Le hic, c'est qu'ils ne parvenaient pas à avoir des gosses.
Pourtant, le couple a essayé toutes les thérapies, en vain.
La pathologie du mari était incurable et il ne voulait pas l'entendre de cette oreille.
Il s'acharnait à aller de gynécologue en gynécologue et de voyant en voyant.
Il ne voulait pas se résigner et suivre la logique de son épouse qui a accepté son sort bien que le mal ne venait pas d'elle.
Cette situation a fini par créer une haute tension au sein du couple et le mari est devenu intraitable.
Les accrochages se multipliaient et devenaient monnaie courante.
Il arrivait même que le mari frappe son épouse.
Elle acceptait, toutefois cette situation, expliquant les actes de celui-ci, par son extrême irritation, eu égard son incapacité de procréer.
Cette tolérance ne jouait pourtant pas en faveur de l'épouse.

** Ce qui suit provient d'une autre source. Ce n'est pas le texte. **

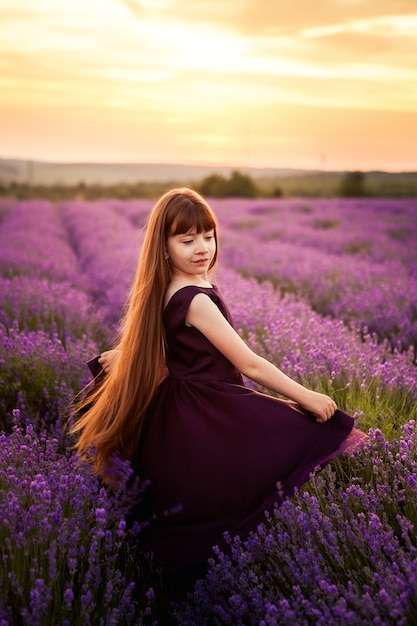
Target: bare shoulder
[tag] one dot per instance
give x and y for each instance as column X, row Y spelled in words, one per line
column 177, row 286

La tension allait de mal en pis.
Le mari est devenu trop jaloux et a demandé à son épouse de quitter son travail, ce qu'elle a catégoriquement refusé.
Ce refus a vexé le mari et a accru son agressivité envers sa femme.
Il la violentait de plus en plus fréquemment.
Et la tolérance de l'épouse n'était plus aussi évidente car la situation était devenue insoutenable.
Il commençait à douter de son comportement et posait beaucoup de questions concernant ses allées et venues.
Ce doute n'était pas à sa place et a profondément blessé l'épouse.
Ce fut la raison pour laquelle elle ne s'est plus résignée le jour où il l'a encore tabassée , lui causant des blessures qui ont nécessité des points de suture.
Munie d'un Certificat Médical Initial, elle déposa contre lui une plainte à la police, et relata aux agents son calvaire.
Interpellé, le mari a essayé de nier les faits prétendant que l'épouse a chuté par terre.
Or, son épouse maintint sa plainte en soutenant formellement qu'il l'avait bel et bien " tabassée ".
Arrêté, le mari fut inculpé de coups et blessures.
Devant le tribunal, l'épouse a fini par accepter de retirer sa plainte.
Cependant que la procédure de divorce a été maintenue à la demande de l'épouse estimant que la vie conjugale, est devenue désormais impossible avec un mari agressif et fougueux et rongé par une jalousie morbide.